Y Wilderkin respiró profundamente.

—Olvídese usted de lo que le dije, señorito Walter, y prométale a su servidor no hablar del asunto.

—Pero ¿nada se ha hecho al respecto?

Wilderkin meneó lentamente la cabeza.

—Hubo muchas miradas de odio y murmuraciones. Puede usted estar seguro de que habrá molestias para la viuda cuando la cosa se sepa en Londres.

Tristram, cuyo rostro había empalidecido al oír la noticia, dijo con tono reprimido:

—¡Algún día los villanos de Inglaterra se levantarán y pondrán fin para siempre a crímenes como ése!

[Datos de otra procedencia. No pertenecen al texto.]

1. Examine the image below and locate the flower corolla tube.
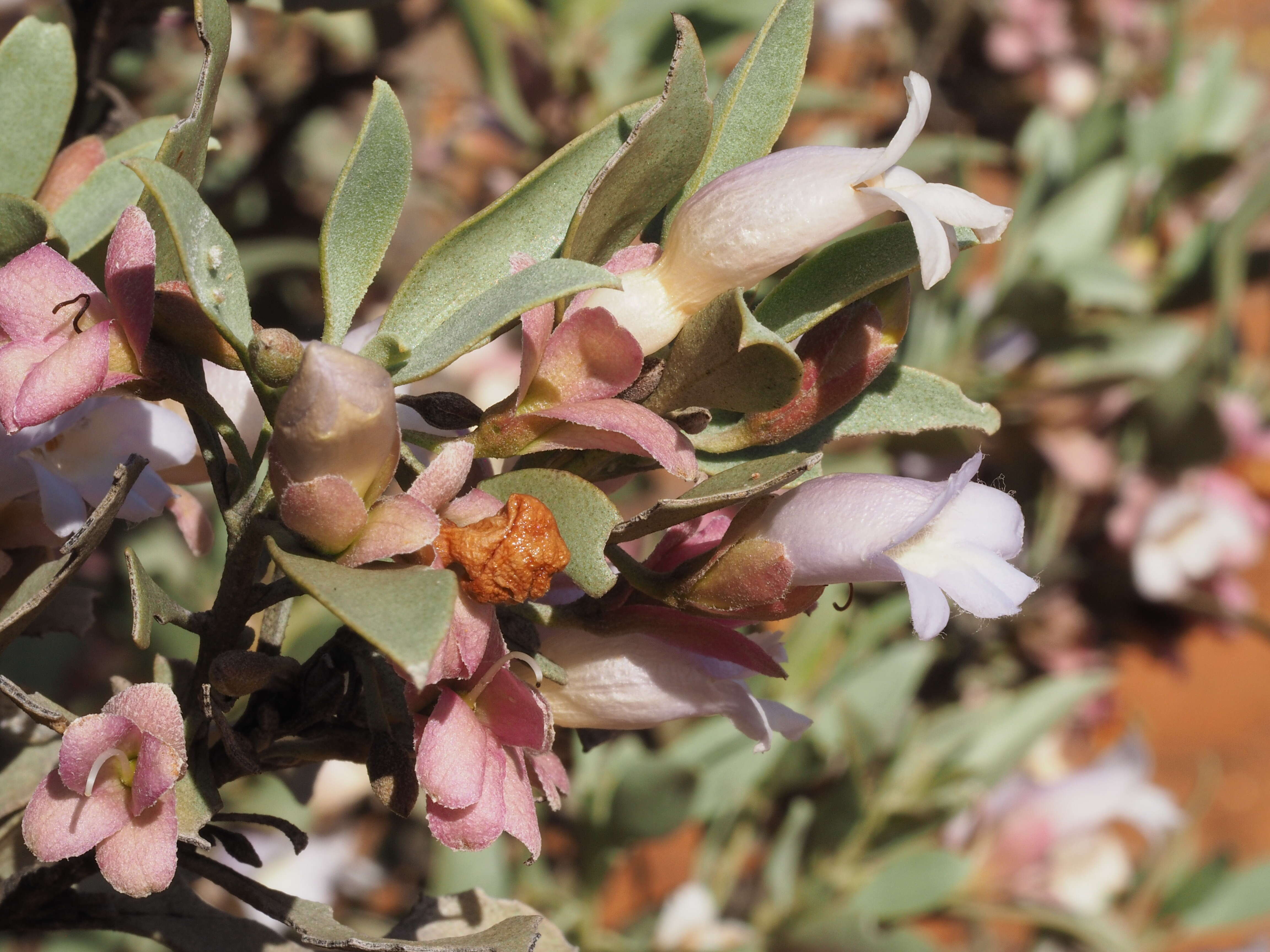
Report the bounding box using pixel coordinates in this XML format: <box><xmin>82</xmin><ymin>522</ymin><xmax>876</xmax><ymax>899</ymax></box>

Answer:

—¿Los villanos? —dijo el viejo servidor—. Los villanos no tienen agallas para promover disturbios desde Evesham. Por entonces estaban todos contra el rey Enrique, y muchos de ellos colgaron de las horcas antes de que terminara la cosa. En cuanto a la viuda, hace alarde de lo que ha hecho. Lo llama justicia normanda.

Y cogió a Walter del brazo por segunda vez.

—¡No tiene usted que ir allí! Si se muestra usted en el castillo de Bulaire, ese demonio de mujer le hará ahorcar como a los demás. Le tiene odio, ¡no le quepa la menor duda!